Date of Award

Fall 2020

Document Type


Degree Name

Master of Science (MS)




Clinical Psychology

First Advisor

Gerdes, Alyson C.

Second Advisor

Magnus, Brooke E.

Third Advisor

Van Hecke, Amy V.


Affecting roughly 5% of the population, Attention-Deficit/Hyperactivity Disorder (ADHD) is a common mental health disorder characterized by deficits in attention, activity level, and/or impulse control causing impairments across multiple domains of functioning (APA, 2013). Although ADHD is most commonly associated with impairment in academic and behavioral functioning, there also exists a strong connection between the disorder and significant social impairment. Indeed, youth with ADHD typically have fewer friends and experience significantly higher levels of peer rejection than do typically developing youth (Bagwell, Molina, Pelham, & Hoza, 2001).
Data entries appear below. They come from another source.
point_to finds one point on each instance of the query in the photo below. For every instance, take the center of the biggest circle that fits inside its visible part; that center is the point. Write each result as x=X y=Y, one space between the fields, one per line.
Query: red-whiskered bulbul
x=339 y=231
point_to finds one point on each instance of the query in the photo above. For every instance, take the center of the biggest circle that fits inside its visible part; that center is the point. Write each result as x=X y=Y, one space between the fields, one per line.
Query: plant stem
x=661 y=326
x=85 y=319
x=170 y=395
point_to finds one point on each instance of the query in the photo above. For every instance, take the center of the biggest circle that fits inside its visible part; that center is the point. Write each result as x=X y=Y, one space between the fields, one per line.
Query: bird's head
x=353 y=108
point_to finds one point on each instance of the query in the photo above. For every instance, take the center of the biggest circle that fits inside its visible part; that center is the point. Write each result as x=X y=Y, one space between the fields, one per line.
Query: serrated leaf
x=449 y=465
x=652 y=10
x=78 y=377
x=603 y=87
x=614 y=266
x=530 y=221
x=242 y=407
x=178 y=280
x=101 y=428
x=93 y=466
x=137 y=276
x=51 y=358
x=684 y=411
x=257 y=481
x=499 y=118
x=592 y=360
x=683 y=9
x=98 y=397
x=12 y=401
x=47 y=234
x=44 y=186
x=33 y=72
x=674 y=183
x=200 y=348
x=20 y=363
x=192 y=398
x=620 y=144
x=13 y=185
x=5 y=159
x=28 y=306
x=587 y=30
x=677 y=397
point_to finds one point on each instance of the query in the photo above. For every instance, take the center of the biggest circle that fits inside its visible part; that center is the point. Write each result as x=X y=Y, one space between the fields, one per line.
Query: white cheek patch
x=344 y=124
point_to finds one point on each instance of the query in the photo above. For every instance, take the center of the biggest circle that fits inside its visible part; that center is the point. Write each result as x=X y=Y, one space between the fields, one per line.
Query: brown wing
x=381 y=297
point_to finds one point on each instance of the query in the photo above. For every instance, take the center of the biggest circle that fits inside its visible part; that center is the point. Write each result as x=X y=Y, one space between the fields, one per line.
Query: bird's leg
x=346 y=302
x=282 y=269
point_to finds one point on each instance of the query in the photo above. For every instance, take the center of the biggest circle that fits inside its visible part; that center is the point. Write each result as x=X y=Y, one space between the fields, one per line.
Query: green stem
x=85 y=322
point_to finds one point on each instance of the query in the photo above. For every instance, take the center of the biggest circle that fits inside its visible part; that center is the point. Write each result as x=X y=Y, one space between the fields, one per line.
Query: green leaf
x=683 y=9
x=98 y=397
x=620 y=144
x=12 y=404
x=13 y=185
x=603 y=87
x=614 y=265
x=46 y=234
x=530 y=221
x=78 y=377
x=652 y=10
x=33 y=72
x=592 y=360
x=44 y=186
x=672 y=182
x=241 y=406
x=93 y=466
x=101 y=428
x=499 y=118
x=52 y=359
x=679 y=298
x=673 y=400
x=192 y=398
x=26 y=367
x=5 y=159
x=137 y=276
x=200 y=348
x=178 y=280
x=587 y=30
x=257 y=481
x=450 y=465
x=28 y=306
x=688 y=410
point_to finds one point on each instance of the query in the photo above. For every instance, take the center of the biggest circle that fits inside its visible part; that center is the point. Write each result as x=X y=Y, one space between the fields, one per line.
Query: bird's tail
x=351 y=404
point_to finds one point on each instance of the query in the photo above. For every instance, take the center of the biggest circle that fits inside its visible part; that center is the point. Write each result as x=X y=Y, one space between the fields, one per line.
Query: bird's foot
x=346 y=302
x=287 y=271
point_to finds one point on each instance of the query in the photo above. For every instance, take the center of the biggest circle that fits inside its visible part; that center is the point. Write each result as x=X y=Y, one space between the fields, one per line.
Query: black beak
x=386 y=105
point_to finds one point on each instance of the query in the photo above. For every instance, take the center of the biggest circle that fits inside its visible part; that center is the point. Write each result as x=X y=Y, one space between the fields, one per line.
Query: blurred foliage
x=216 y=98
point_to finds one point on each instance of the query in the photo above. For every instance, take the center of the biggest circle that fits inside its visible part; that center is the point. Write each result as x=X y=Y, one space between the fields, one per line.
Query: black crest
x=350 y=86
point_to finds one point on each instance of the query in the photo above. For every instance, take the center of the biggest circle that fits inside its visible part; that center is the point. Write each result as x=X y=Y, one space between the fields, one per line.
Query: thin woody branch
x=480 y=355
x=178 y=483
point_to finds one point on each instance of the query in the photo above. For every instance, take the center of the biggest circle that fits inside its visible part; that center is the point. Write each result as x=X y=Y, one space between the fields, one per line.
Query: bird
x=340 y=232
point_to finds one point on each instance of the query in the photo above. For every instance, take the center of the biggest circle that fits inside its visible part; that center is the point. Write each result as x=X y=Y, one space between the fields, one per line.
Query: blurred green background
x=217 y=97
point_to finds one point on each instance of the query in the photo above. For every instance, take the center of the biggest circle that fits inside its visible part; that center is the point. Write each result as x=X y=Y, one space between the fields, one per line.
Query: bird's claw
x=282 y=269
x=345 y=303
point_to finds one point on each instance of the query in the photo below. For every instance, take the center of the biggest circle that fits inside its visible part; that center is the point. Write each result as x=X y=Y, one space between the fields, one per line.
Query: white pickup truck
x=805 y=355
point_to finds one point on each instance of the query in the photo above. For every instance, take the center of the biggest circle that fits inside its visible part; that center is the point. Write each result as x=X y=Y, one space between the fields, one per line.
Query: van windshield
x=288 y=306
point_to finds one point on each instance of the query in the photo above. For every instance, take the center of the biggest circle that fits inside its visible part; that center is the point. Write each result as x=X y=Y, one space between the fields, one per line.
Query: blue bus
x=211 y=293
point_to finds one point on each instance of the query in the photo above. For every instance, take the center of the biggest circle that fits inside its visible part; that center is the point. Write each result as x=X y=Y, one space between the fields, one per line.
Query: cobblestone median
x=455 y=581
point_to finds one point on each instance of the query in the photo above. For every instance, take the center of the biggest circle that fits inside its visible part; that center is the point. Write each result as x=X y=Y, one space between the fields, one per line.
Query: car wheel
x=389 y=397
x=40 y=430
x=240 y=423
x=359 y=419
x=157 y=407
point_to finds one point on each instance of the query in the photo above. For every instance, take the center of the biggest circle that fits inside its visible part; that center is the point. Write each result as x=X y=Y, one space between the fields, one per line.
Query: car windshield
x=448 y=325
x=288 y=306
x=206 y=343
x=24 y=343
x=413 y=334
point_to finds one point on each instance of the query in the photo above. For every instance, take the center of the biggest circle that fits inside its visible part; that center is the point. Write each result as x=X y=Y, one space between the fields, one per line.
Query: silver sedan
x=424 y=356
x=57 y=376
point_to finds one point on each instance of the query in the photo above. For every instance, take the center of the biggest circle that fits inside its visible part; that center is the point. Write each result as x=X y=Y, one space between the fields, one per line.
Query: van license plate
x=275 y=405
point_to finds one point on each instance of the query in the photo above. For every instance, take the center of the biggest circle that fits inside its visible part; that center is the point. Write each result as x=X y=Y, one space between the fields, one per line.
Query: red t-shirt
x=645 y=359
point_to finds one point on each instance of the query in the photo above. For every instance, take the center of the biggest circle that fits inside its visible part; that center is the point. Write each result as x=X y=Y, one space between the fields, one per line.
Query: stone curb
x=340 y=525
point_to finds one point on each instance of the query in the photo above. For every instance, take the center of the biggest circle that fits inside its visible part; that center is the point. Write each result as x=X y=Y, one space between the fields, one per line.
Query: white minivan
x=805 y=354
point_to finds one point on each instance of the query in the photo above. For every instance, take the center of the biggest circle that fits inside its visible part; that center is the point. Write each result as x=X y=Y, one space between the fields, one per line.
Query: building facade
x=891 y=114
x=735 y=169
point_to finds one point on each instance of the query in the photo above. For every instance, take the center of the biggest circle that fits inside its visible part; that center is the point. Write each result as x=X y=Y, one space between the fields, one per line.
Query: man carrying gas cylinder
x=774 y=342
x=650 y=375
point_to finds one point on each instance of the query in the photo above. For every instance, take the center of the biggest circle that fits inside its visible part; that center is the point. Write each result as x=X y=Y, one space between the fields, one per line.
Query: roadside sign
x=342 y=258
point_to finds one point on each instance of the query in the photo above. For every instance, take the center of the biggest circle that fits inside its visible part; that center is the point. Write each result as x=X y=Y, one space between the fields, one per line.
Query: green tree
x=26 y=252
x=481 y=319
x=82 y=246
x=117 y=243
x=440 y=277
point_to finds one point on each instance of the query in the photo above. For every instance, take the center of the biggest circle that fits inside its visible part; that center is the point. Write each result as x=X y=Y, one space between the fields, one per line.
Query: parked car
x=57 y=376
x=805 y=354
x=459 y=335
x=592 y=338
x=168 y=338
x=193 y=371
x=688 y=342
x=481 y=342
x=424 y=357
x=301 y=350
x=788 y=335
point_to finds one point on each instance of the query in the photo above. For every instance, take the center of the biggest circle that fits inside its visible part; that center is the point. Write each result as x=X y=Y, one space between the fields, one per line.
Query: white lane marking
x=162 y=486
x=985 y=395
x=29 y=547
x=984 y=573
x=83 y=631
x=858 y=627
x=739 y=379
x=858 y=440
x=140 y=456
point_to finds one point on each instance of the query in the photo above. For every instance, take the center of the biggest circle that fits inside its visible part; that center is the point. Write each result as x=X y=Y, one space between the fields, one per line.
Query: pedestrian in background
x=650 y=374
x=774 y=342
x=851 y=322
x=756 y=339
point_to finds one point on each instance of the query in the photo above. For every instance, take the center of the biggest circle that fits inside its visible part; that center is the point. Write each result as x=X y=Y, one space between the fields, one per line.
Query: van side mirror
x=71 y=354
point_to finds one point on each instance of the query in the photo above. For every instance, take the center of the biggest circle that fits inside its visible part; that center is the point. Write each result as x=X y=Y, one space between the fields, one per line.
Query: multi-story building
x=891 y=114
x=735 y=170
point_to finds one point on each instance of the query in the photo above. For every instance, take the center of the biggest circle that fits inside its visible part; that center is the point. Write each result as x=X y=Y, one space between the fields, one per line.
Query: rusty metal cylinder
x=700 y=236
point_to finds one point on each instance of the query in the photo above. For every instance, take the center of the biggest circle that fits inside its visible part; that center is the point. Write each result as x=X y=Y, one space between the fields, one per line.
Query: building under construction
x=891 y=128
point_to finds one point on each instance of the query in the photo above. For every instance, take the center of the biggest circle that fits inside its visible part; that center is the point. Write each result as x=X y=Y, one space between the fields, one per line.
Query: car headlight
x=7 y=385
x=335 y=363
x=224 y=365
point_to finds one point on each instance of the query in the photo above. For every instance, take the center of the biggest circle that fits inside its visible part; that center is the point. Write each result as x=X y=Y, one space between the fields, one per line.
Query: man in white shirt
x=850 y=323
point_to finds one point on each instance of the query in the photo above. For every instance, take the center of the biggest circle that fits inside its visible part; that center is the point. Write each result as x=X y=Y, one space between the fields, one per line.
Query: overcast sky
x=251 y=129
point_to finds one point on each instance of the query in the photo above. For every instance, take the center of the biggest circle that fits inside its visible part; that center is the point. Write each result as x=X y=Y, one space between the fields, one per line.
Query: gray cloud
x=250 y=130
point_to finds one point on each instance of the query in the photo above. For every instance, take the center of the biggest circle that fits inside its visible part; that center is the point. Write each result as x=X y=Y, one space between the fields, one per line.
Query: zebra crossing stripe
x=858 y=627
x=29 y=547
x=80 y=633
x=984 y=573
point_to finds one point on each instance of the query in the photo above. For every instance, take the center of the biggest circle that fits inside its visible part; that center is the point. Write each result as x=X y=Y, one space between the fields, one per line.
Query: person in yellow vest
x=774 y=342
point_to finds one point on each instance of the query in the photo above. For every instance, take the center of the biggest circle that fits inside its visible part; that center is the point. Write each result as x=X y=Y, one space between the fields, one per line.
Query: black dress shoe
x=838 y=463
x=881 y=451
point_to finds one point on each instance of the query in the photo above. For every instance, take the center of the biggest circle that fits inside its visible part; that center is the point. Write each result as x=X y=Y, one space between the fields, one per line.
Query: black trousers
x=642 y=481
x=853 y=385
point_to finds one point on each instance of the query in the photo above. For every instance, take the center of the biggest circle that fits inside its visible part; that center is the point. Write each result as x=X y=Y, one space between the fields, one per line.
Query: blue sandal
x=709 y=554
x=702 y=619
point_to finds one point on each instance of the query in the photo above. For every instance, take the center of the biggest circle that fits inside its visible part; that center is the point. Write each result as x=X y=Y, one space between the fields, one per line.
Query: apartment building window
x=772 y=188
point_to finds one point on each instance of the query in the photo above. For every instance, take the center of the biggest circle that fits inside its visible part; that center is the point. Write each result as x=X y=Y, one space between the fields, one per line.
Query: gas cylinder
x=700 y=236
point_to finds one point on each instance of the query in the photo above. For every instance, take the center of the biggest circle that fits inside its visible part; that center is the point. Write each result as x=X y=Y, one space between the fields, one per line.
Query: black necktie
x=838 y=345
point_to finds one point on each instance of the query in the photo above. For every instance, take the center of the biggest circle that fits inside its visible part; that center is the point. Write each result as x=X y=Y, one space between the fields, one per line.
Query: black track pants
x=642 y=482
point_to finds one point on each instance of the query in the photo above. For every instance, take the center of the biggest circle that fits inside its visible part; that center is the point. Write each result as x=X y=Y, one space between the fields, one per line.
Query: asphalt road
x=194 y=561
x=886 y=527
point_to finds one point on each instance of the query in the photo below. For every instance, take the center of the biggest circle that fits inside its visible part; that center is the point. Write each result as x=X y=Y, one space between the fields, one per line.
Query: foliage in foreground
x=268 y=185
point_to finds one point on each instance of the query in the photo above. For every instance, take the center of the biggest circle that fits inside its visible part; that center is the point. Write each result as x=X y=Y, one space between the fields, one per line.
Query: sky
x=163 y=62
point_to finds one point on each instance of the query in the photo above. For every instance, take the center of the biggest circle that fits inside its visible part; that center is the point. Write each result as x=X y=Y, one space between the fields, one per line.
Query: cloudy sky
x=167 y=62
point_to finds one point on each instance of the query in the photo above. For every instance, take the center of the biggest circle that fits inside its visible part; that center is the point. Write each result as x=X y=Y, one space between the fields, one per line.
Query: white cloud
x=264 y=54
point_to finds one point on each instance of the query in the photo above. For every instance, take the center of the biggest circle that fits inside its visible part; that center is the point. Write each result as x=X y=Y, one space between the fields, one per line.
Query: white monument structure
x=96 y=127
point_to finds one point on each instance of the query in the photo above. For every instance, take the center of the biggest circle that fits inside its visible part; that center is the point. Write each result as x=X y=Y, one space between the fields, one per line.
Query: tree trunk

In addition to social problems, ADHD is often associated with problems in the home, such as poor parental and family functioning (Theule, Weiner, Tannock, & Jenkins, 2013). Research also indicates that parental distress is both directly and indirectly related to child behavioral and social problems (Sanner & Neece, 2018; Fenesey, Teh, & Lee, 2019). Therefore, it is possible that the relationship between social impairment in youth with ADHD and poor parental/family functioning is bidirectional. The proposed study aimed to examine the relationship between maternal/family functioning and social functioning in young adolescents with ADHD and to examine if maternal/family functioning predicts social functioning outcomes following a 14-week friendship building intervention.